8.5 KiB
nagios
Perform common tasks in Nagios related to downtime and notifications.
The Nagios module has two basic functions: scheduling downtime and toggling alerts for services or hosts.
The following parameters are common to all actions in the nagios module:
parameter | required |
|
comments |
---|---|---|---|
action | yes | one of: 'downtime', 'enable_alerts'/'disable_alerts', or 'silence'/'unsilence' | |
host | yes | host to operate on in nagios | |
cmdfile | no | /var/spool/nagios/cmd/nagios.cmd | path to the nagios command file (FIFO pipe) |
The following parameters may be used with the downtime action:
parameter | required |
|
comments |
---|---|---|---|
author | no | Ansible | author to leave downtime comments as |
minutes | no | 30 | minutes to schedule downtime for |
services | no | what to manage downtime/alerts for. separate multiple services with commas. service is an alias for services |
The following parameter must be used with the enable_alerts and disable_alerts actions:
parameter | required |
|
comments |
---|---|---|---|
services | no | what to manage downtime/alerts for. separate multiple services with commas. service is an alias for services |
Note
The silence and unsilence actions have no additional parameters that may be used with them.

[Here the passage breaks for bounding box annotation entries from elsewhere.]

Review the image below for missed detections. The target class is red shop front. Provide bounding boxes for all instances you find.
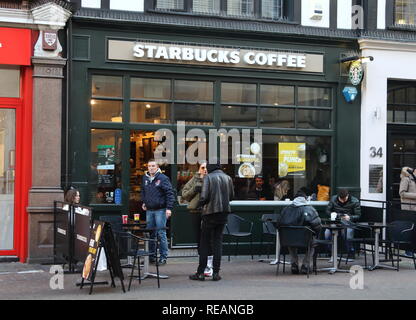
[0,28,33,262]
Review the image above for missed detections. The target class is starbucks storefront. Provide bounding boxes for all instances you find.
[67,19,360,252]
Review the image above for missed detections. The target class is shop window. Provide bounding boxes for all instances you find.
[394,0,416,26]
[227,0,254,16]
[225,135,331,200]
[192,0,221,14]
[298,87,331,107]
[260,85,295,106]
[130,78,171,100]
[0,66,20,98]
[110,0,143,11]
[92,75,123,98]
[81,0,101,9]
[297,109,331,129]
[174,103,214,126]
[89,129,122,204]
[261,0,283,20]
[91,99,123,122]
[221,83,257,104]
[387,80,416,124]
[130,102,171,124]
[156,0,185,10]
[260,107,295,128]
[221,105,257,127]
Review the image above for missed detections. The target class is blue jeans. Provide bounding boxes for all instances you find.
[146,209,168,259]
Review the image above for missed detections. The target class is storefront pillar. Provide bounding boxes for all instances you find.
[28,57,66,263]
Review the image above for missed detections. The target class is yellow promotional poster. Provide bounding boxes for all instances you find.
[279,143,306,177]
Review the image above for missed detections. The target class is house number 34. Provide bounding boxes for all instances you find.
[370,147,383,158]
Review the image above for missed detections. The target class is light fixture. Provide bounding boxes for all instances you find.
[339,56,374,63]
[111,116,123,122]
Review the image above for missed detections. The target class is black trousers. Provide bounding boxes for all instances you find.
[197,213,227,274]
[190,213,212,256]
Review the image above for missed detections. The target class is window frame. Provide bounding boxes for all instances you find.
[144,0,301,24]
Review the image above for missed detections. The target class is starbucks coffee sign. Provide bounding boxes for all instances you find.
[108,40,324,73]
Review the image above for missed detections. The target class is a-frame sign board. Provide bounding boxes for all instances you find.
[80,220,126,294]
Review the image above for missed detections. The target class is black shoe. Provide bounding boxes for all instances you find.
[212,272,222,281]
[158,259,166,266]
[300,264,308,274]
[291,263,299,274]
[189,272,205,281]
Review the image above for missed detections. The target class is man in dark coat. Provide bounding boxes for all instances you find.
[189,164,234,281]
[277,191,322,274]
[325,189,361,256]
[142,159,175,265]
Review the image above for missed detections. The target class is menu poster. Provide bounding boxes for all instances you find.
[82,220,104,281]
[278,143,306,177]
[74,205,91,261]
[97,145,116,170]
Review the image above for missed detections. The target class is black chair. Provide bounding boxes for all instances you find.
[312,228,332,275]
[338,222,375,268]
[223,213,254,261]
[276,226,315,278]
[259,213,277,259]
[386,221,416,271]
[99,215,127,255]
[120,232,160,291]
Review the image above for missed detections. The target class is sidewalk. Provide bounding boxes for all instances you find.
[0,256,416,300]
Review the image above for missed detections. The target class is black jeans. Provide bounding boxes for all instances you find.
[190,213,212,256]
[197,213,227,274]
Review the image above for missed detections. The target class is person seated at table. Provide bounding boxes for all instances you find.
[325,189,361,255]
[247,176,273,201]
[277,190,322,274]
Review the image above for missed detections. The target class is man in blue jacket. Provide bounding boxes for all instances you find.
[142,159,175,265]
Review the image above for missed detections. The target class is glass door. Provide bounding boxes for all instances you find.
[0,109,16,251]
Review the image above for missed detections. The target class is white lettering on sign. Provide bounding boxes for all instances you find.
[133,43,306,68]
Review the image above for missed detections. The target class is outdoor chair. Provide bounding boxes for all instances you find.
[276,226,315,278]
[120,232,160,291]
[259,213,277,259]
[223,213,254,261]
[384,221,416,271]
[338,222,375,268]
[312,228,332,275]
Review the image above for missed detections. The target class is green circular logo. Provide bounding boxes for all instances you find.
[349,61,364,86]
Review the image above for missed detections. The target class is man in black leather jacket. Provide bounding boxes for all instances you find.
[189,164,234,281]
[277,191,322,274]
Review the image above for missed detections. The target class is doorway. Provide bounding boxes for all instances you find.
[0,108,17,255]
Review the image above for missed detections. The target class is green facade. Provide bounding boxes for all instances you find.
[66,18,361,250]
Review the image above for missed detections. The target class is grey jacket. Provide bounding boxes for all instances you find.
[182,173,202,213]
[277,197,322,235]
[199,169,234,215]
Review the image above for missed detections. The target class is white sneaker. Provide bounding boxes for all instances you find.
[204,267,213,277]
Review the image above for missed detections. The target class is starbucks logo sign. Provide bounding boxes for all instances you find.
[349,61,364,86]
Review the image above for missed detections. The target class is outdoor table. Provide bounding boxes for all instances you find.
[358,222,396,271]
[123,223,169,280]
[317,223,349,274]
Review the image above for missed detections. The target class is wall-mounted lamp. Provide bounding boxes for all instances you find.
[339,56,374,63]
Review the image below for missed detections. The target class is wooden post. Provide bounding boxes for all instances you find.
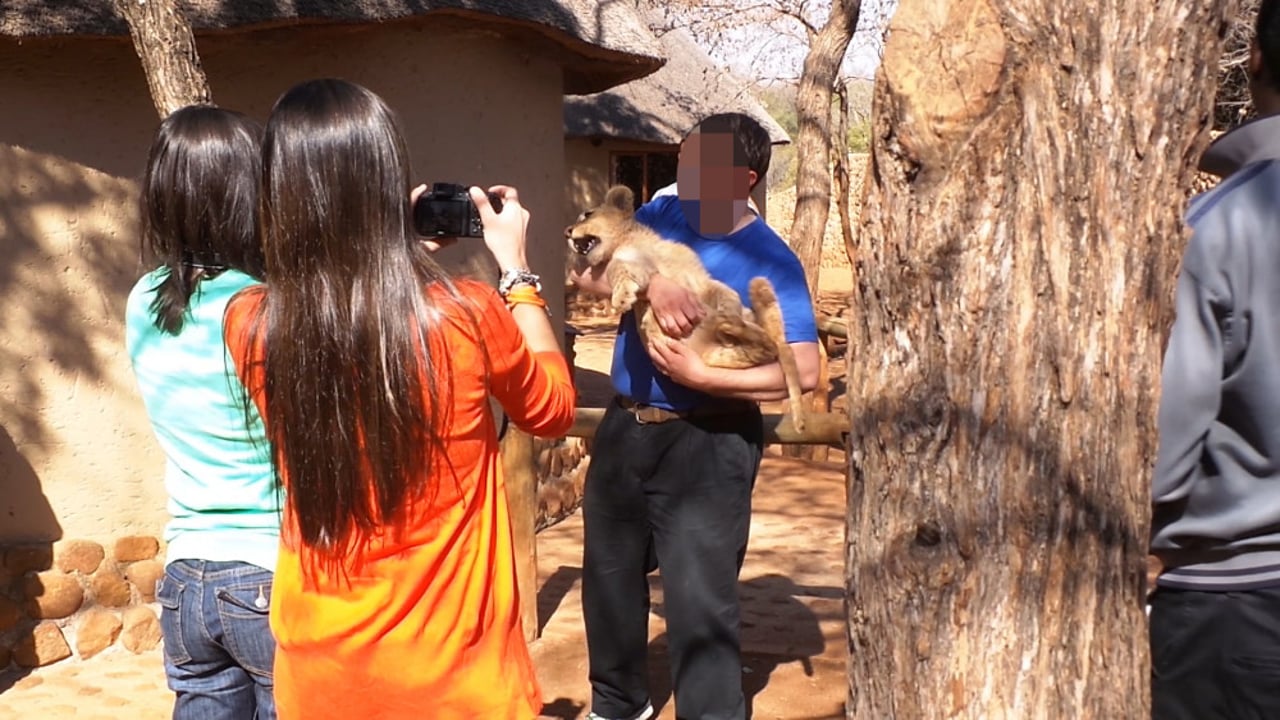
[502,427,538,642]
[114,0,210,118]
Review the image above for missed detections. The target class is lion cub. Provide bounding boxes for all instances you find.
[564,186,804,430]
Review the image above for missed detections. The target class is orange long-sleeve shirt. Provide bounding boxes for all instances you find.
[225,281,576,720]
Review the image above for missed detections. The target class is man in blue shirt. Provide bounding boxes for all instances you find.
[573,113,819,720]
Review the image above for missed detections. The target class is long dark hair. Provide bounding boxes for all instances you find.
[141,105,264,334]
[255,79,468,568]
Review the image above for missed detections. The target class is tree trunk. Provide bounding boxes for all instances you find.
[846,0,1231,720]
[791,0,861,295]
[114,0,211,118]
[832,83,867,266]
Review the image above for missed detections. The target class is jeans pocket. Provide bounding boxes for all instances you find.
[216,571,275,678]
[156,571,191,665]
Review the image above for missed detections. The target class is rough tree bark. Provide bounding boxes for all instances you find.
[790,0,863,293]
[114,0,211,118]
[846,0,1231,720]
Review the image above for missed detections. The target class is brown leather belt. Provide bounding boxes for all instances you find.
[614,395,754,425]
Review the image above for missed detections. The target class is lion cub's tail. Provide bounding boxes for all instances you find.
[748,278,805,432]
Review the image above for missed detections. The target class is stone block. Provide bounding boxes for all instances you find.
[124,560,164,602]
[76,607,124,660]
[88,568,133,607]
[120,605,160,652]
[113,536,160,562]
[13,623,72,667]
[0,596,27,630]
[4,543,54,578]
[23,570,84,620]
[54,541,106,575]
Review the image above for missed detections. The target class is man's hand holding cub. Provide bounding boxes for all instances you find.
[645,273,707,338]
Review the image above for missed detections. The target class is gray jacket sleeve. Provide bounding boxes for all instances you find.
[1151,263,1229,507]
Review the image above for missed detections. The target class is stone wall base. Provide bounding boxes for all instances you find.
[0,536,164,670]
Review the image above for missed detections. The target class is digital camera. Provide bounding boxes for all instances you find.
[413,182,502,237]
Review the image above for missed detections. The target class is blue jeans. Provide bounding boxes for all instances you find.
[156,560,275,720]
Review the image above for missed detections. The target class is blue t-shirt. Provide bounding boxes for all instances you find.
[611,195,818,410]
[124,268,282,570]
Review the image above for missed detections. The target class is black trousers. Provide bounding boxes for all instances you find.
[582,404,763,720]
[1151,588,1280,720]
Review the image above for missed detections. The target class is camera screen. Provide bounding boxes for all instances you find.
[413,197,470,237]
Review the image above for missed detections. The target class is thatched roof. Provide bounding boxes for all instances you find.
[564,29,791,145]
[0,0,662,92]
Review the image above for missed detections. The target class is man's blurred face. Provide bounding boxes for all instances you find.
[676,124,751,234]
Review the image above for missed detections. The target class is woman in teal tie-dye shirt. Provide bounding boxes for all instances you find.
[125,106,280,720]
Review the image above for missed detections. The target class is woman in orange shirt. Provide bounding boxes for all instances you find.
[224,79,576,720]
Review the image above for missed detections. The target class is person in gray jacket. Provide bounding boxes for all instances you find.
[1151,0,1280,720]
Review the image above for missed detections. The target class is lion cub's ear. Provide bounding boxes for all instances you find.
[604,184,636,214]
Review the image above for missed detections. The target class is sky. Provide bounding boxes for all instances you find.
[665,0,897,82]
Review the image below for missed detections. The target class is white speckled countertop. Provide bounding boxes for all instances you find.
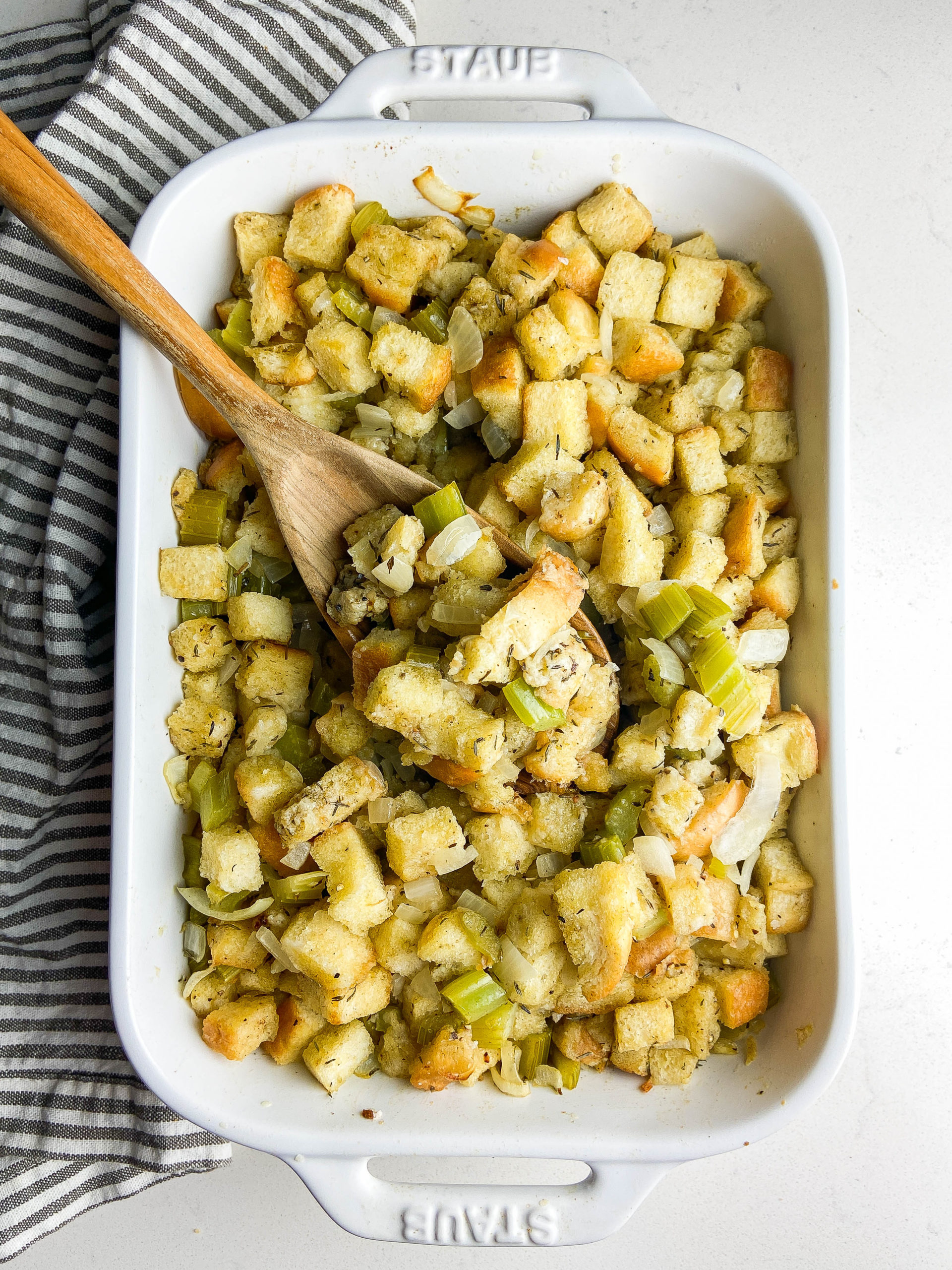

All actions require the host parameter to be given
explicitly. In playbooks you can use the
$inventory_hostname
variable to refer to the host the
playbook is currently running on.
You can specify multiple services at once by separating them with
commas, .e.g., services=httpd,nfs,puppet
.
When specifying what service to handle there is a special keyword,
host, which will handle alerts/downtime for the
host itself, e.g., service=host
. This
keyword may not be given with other services at the same time.
Handling alerts/downtime for a host does not affect alerts/downtime
for any of the services running on it.
Examples of Scheduling Downtime in playbooks
:
---
- hosts: webservers
user: root
tasks:
- name: set 30 minutes of apache downtime
action: nagios action=downtime minutes=15 service=httpd host=$inventory_hostname
delegate_to: nagios.example.com
- name: schedule an hour of HOST downtime
action: nagios action=downtime minutes=60 service=host host=$inventory_hostname
delegate_to: nagios.example.com
# Use the default of 30 minutes
# Schedule downtime for three services at once
- name: schedule downtime for a few services
action: nagios action=downtime services=frob,foobar,qeuz host=$inventory_hostname
delegate_to: nagios.example.com
And from the command line:
$ ansible nagios.example.com -m nagios -a "action=downtime minutes=15 service=httpd host=server01.example.com"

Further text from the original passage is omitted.